Is your Christmas tree at risk? A new study shows that current rates of global warming and impending droughts could wipe out needle-leaf evergreen trees (NET) within the Southwest United States by the year 2100.
In the American Southwest, that semi-arid region comprising Arizona and parts of New Mexico, California, Colorado, Utah and Texas, 11 national forests capture and store significant amounts of atmospheric carbon. Therefore, researchers believe the loss of broad-scale forest cover across the Southwest could contribute additional carbon to the atmosphere and accelerate climate change, according to a news release.
Recent droughts across the Southwest have caused widespread tree loss, even among drought-resistant species. Water-thrifty conifers such as piñon pine and juniper experienced a high rate of mortality between 2002 and 2003. This, along with similar reports from around the world, prompted researchers to investigate if climate change was to blame.
For their study, researchers from the University of Delaware (UD) monitored trees in a piñon-juniper woodland in New Mexico over a five-year period. To mimic drought conditions, researchers restricted nearly 50 percent of the rainfall from three one-mile square plots and applied their findings to global simulation models. Ultimately, 80 percent of the mature piñon pines in the three plots died, while others suffered from other side effects related to drought stress.
Compared to deciduous trees that shed their broad leaves annually when the weather gets cooler, evergreen trees have needles that they shed periodically so they are never completely bare. When fewer nutrients are available -- such as water -- evergreens generally have an advantage because they have adapted to growing in warmer areas with poor soil.
Based on the results of their field experiments, researchers were interested to see how the trees would respond to drought in the future under predicted global warming scenarios.

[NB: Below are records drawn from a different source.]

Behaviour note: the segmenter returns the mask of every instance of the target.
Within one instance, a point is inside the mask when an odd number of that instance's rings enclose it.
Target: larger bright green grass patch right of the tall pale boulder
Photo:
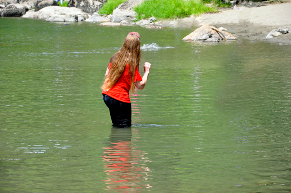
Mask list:
[[[146,0],[134,8],[138,20],[154,16],[156,19],[184,18],[206,12],[218,12],[201,0]]]

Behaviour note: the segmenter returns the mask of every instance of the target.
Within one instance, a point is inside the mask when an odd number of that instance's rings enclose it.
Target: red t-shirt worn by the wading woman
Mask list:
[[[109,70],[112,63],[109,63]],[[134,82],[136,81],[142,81],[143,78],[141,74],[139,74],[137,70],[137,66],[135,67],[135,74],[134,74]],[[129,90],[130,90],[130,73],[129,73],[129,64],[126,65],[124,72],[121,74],[115,85],[109,89],[108,91],[103,90],[102,94],[107,94],[108,96],[112,97],[113,99],[116,99],[118,101],[124,102],[124,103],[130,103],[129,99]]]

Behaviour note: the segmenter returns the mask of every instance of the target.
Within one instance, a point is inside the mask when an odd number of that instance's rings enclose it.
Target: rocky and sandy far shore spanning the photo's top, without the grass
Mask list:
[[[70,0],[60,7],[54,0],[0,0],[1,16],[21,16],[47,21],[94,22],[100,26],[140,25],[161,29],[193,28],[205,24],[223,27],[238,39],[291,44],[291,3],[243,2],[235,7],[221,8],[219,13],[194,15],[183,19],[156,21],[152,17],[137,21],[133,8],[144,0],[128,0],[120,4],[113,15],[98,15],[106,0]],[[86,5],[86,6],[84,6]],[[34,9],[33,9],[34,8]]]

Using a series of computational models, they found 72 percent of the region's evergreen forests will die by 2050. Furthermore, nearly 100 percent of evergreens in the Southwest U.S. will die out by 2100.

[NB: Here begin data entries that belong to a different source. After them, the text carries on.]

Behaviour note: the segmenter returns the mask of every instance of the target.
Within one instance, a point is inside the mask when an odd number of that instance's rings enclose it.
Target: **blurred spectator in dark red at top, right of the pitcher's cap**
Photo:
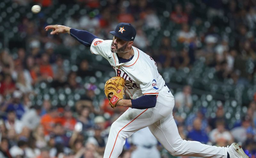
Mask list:
[[[180,4],[175,5],[175,11],[171,13],[170,18],[177,24],[188,22],[188,15],[182,11],[182,6]]]

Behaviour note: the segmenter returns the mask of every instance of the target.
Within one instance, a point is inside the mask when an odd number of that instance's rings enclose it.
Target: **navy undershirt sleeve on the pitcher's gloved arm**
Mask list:
[[[156,95],[144,95],[137,99],[132,99],[132,108],[148,109],[156,106]]]

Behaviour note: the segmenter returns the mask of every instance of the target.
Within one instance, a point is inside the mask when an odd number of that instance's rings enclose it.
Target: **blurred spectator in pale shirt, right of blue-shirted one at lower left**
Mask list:
[[[27,111],[21,118],[23,126],[28,127],[30,130],[35,130],[41,120],[40,113],[41,107],[37,105]]]

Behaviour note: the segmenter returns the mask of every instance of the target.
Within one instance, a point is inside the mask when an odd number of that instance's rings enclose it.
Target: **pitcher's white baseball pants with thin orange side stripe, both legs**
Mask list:
[[[172,116],[174,97],[168,91],[167,86],[159,91],[156,107],[143,110],[129,108],[111,125],[104,158],[117,158],[123,150],[125,138],[147,126],[174,156],[227,158],[226,147],[204,145],[180,137]]]

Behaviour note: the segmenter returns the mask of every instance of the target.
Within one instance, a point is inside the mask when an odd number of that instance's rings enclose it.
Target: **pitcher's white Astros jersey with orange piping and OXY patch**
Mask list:
[[[112,40],[94,39],[91,45],[92,54],[101,55],[115,69],[116,76],[125,80],[125,90],[131,99],[143,95],[158,95],[164,86],[163,77],[158,73],[156,62],[146,53],[132,46],[134,56],[126,63],[118,61],[116,53],[111,52]]]

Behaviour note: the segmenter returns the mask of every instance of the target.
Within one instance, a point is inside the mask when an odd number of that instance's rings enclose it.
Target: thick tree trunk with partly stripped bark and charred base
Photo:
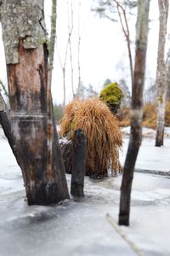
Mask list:
[[[42,0],[8,0],[1,5],[11,126],[29,205],[49,205],[69,197],[54,119],[48,117],[51,92],[48,96],[43,19]]]

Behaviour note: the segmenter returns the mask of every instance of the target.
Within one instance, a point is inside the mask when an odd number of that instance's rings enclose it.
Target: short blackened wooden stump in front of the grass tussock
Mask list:
[[[87,139],[82,130],[75,131],[73,140],[73,164],[71,172],[71,195],[84,196],[84,176]]]

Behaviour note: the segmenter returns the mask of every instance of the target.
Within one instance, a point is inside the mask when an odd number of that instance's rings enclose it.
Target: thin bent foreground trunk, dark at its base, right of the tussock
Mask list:
[[[150,0],[139,0],[138,18],[136,25],[134,79],[131,103],[131,133],[122,175],[121,201],[119,209],[120,225],[129,225],[133,171],[139,153],[139,147],[142,141],[141,122],[143,117],[143,88],[149,9]]]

"We had to figure out how to make a single model behave in a way that would produce a range of future possibilities of how climate and vegetation will respond. To do this, we used sea surface temperature patterns that other models had predicted, since sea surface temperatures play an important role in shaping how precipitation may change in a warming world," Sara Rauscher, one of the study researchers and an assistant professor of geography in UD's College of Earth, Ocean, and Environment, explained in the university's release.
Despite some variation among the computational models and predicted precipitation patterns, the results were always the same: widespread tree death.
"This region of the U.S. has beautiful, old forests with historic trees like Ponderosa pine that you don't find in many other places. A treeless Southwest would be a major change not only to the landscape, but to the overall ecosystem," Rauscher added. "There is always hope that if we reduce carbon emissions, if we continue to address climate change, then perhaps these dire projections won't come to pass."
Their study was recently published in the journal Nature Climate Change.